Joshua and Lindsay’s relationship is already hanging by a thread when Ashley and Austin discover footage of their explosive arguments. Ashley, facing a severe health scare that threatens her future, views the footage as leverage — opening the door to blackmail and moral decline.

Meanwhile, another major storyline unfolds around Chairwoman Park (Youn Yuh-jung), a powerful Korean business magnate trying to conceal a crime. Her fragile alliances eventually collapse, pushing the narrative toward its explosive climax.

What Works: Sharp Writing And Slow-Burning Tension

Season 2 operates like a dark comedy of errors, where love slowly decays under pressure from money, status, and personal insecurity.
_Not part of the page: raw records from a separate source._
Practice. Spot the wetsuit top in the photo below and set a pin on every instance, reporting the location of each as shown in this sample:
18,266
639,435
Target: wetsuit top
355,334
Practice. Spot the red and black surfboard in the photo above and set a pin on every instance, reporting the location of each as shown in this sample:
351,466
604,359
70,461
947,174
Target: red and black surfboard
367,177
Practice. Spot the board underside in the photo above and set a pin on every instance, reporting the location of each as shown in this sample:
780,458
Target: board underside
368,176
Creator Lee Sung Jin carefully builds generational tension, showing how younger characters initially believe they will never repeat the mistakes of older ones — only to slowly drift toward the same patterns.

Key strengths include:

  • A steadily rising pressure-cooker intensity
  • A sharp, acidic sense of humour
  • Themes of capitalism, codependency, and status anxiety
  • A visually stylised finale set in Korea

Although the Season 1 finale set an almost impossible benchmark, Season 2 attempts a different approach. The climactic showdown feels earned, though it may not convince every viewer completely

Where It Falls Short: Bigger Scope, Less Intimacy

Despite its strengths, Season 2 occasionally struggles with excessive scale.
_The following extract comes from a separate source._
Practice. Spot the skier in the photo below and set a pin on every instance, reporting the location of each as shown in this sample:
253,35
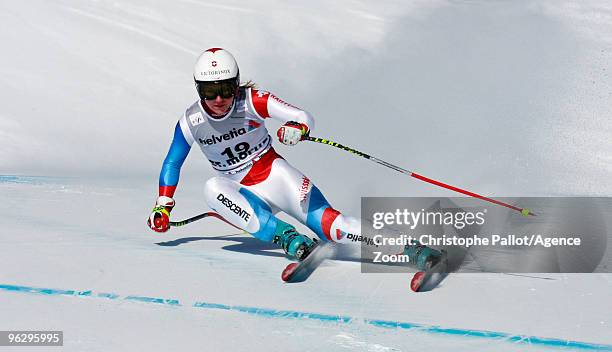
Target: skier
254,182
The expanded cast and multiple storylines sometimes dilute the emotional focus that made Season 1 so compelling. The narrative becomes crowded, and the web of characters doesn’t always feel cohesive.

Some weaknesses include:

  • Predictable escalation in certain plotlines
  • Less emotional intimacy compared to Season 1
  • A sprawling structure that occasionally loses focus

Yet, even when the story falters, the performances consistently keep the series engaging.

Standout Performances Lead The Show

The cast emerges as Season 2’s biggest strength.
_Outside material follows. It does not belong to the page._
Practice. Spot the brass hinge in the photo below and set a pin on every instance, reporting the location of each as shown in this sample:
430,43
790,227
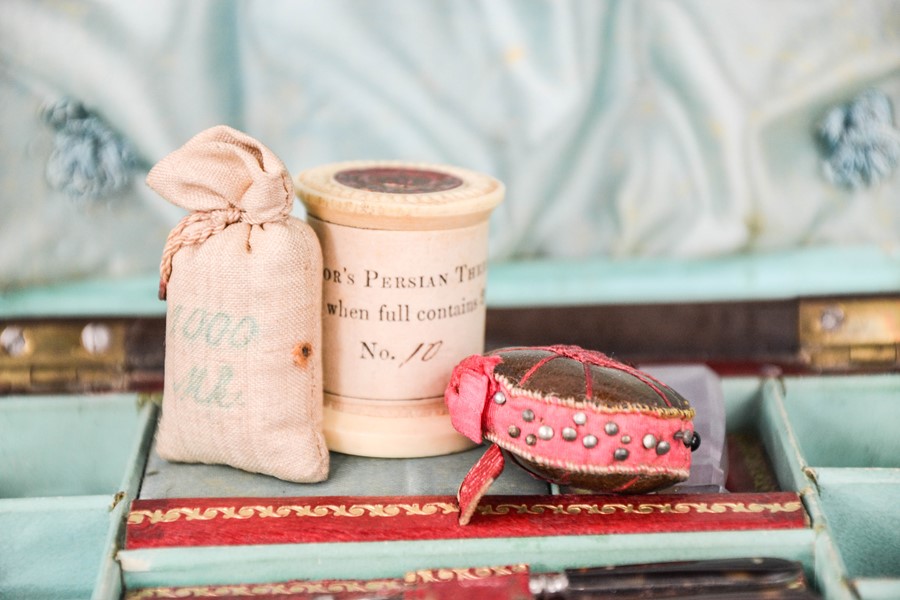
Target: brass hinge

Carey Mulligan and Oscar Isaac share some of the series’ most memorable moments, particularly during an explosive argument over the loss of their pet dog — a scene that unravels years of suppressed frustration.

Charles Melton delivers a perfectly tuned performance as Austin, portraying a slightly clueless man attempting to build a career — even turning to AI tools like ChatGPT for professional advice.

However, the true standout is Cailee Spaeny, whose restrained yet emotionally grounded portrayal of Ashley anchors the show. Her performance provides emotional depth amid the chaos, making her character the moral and emotional centre of the season.

Final Verdict: A Worthy Follow-Up That Still Packs A Punch

Beef Season 2 may not surpass the originality and intimacy of its predecessor, but it successfully expands the show’s thematic ambitions.

With strong performances, sharp writing, and escalating tension, it remains a gripping exploration of ambition, relationships, and the destructive power of desire.

It is a season worth watching — and possibly rewatching — especially from Ashley’s perspective, where the emotional core of the story truly lies.